Hello. I really love the idea of using a menstrual cup and I bought a Sckoon (size 1) a couple years ago. I used it for five or six periods before giving up (partially due to leaking and mostly due to discomfort).
Today I tried using it again, but it started hurting after not very long and I couldn’t bear to keep it in. Even after removal my cervix continued to hurt for hours.
I’m pretty sure I managed to get the seal correctly (although it still leaked a little, but I’m fine with that) and I believe I’m inserting it properly.
When I insert it I think it’s in the right location; it’s low enough that I can feel it by inserting my finger up to about my first or second knuckle. After wearing it for some time, it gets really deep and I feel like it’s pressing either on my cervix or around it. When I take it out I have to dig really deep and use the full length of my fingers to grasp the base.
I was hoping someone here would know enough about cups to know what’s going wrong (I think the cup is the wrong shape or size for me?) and what I can do about it (I was thinking I need a different one, but I don’t know what needs to be different about it).
I don’t actually know if I have a high or low, long or short cervix. I’ve tried feeling for it before but I’m not sure I ever found it, which makes me think it’s generally high. I’m planning to go digging for it again when it stops hurting.
It doesn’t sound like you’re having a very good experience with the Sckoon Cup. Even though it hasn’t been successful, I commend you for trying it again. I hope that I can lend you some insight as to what might be causing the issues.
The Sckoon Cup, while a great cup, is shorter and narrower than a lot of other small-sizes cups on the market.
Although you can insert and position a cup low in the vaginal canal, it can and will migrate to the point of least resistance. In this case, it will move upwards if the cup is inserted passed the pelvic floor muscle as it should be.
For individuals with a medium to a high cervix, this can make a cup more difficult to reach.

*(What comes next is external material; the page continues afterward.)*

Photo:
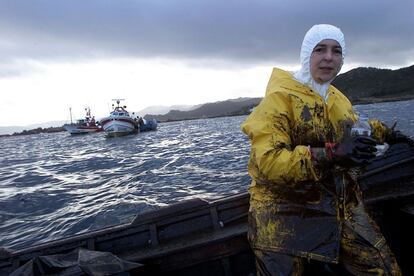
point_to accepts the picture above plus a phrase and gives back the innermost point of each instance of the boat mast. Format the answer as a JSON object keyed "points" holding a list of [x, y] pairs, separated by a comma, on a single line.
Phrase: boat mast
{"points": [[70, 112]]}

As the Sckoon Cup is narrower than other small-sized cups, it can also make it hard to get in position correctly. It might take some “target practice” to get the cervix lined up and it’s a good habit to check that the cup hasn’t pushed the cervix to the side. If the cup is sitting or sealed/suctioned directly on your cervix, it could be causing your pains.
The Sckoon Cup has a flared rim which tends to make this shape and style ride up and sit higher in the vaginal fornix (space around the cervix).
Because of the position, the cervix may sit deeper into the cup. This can compromise the already low capacity.
You can find some information on cup shapes here: https://menstrualcupreviews.net/high-or-low-cervix/
The cervix isn’t typically located straight up and center. When inserting any menstrual cup, aim down and back towards your rectum (in a squatting position).
Reading through your post makes me believe that you have a high cervix. I would suggest a “V”-shaped cup or a large-sized cup for the length.
If you’re worried about the age guidelines, they’re not hard rules. You’re looking for something easy to use, comfortable to wear, and holds up to your menstrual flow even if it goes against the guidelines suggested by each company.
There are longer “V”-shaped cups that have a narrow diameter if you think it will be more comfortable to insert, yet still, have the length for an easy reach. Check out cups like the Diva Cup model 0 or 1, or the Casco Cup size 1 (not mini).
You can also look into small-sized cups that don’t have a flared rim which will hopefully keep the cup from riding up too high. The small Venus Cup might be a good option.